Correct DRAM Access Size and Frequency
- Updated2025-01-23
- 2 minute(s) read
Correct DRAM Access Size and Frequency
The access size is the amount of information stored in one memory address. You can set up memory to use a variety of data types. To achieve the best performance and to utilize the maximum amount of data, use a data type that matches the access size of the device. The access size is the exact number of bits that are written and read in a given memory access.
The following table shows the specifications for FlexRIO targets that support FPGA-accessible DRAM, including the optimum access size.

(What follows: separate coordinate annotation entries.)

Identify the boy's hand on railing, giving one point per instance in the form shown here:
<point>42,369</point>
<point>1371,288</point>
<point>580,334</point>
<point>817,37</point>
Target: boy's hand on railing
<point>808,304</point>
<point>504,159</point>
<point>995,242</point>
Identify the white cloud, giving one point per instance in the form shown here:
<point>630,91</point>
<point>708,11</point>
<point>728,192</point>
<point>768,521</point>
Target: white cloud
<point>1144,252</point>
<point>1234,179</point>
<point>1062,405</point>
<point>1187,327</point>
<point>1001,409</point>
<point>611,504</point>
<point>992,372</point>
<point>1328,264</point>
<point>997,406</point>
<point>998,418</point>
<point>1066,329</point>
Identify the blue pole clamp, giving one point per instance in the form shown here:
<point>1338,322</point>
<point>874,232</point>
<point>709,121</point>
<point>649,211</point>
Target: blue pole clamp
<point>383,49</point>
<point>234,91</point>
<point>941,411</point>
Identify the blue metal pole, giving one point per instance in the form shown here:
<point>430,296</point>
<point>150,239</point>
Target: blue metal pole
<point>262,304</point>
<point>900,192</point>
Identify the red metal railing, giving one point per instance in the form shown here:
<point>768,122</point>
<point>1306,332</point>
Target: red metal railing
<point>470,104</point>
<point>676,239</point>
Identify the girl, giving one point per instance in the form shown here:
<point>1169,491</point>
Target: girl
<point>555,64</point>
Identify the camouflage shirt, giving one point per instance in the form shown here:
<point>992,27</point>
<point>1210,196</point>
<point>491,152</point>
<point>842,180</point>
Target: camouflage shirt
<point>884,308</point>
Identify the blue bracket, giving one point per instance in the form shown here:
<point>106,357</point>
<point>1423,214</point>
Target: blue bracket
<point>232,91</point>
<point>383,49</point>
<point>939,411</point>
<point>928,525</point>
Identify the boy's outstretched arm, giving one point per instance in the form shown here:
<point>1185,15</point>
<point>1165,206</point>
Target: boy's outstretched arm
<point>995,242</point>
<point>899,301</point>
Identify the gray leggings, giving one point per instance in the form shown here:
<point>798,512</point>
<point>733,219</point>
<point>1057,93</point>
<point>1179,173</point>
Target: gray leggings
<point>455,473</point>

| FlexRIO Target | Number of DRAM Banks | Size per Bank | Bandwidth per Bank | Access Size | Optimal Clock Rate |
|---|---|---|---|---|---|
| PXI-795x | 2 | 64 MB | 800 MB/s | 64 bits | 100 MHz |
| PXI-796x | 2 | 256 MB | 1.6 GB/s | 128 bits | 100 MHz |
| PXI-797x | 1 | 2 GB | 10.5 GB/s | 512 bits | 166 MHz |
| NI-793x | 1 | 2 GB | 10.5 GB/s | 512 bits | 166 MHz |
| PXIe-791x | 2 | 2 GB | 10.5 GB/s | 512 bits | 166 MHz |
If you use a data type that is smaller than the access size, the remaining bits receive an unknown and invalid value, but still get written and take up both space and bandwidth. For example, if the access size is 128 bits wide and a 32-bit data type is chosen during configuration of the DRAM, there will be 96 bits of unknown and invalid data.
The following figure shows an optimized memory element and a memory element where the data type is smaller than the access size.
NI recommends using a data type that is the same width as the access size of the DRAM to optimize each access. Memory items accept a cluster as a data type and information can be packaged into clusters to achieve data types larger than those native to LabVIEW.
You can maximize bandwidth by pushing data into the memory item interface at the clock rate. NI recommends that you push data into the memory item interface within the Optimal Clock Rate specified in the table above.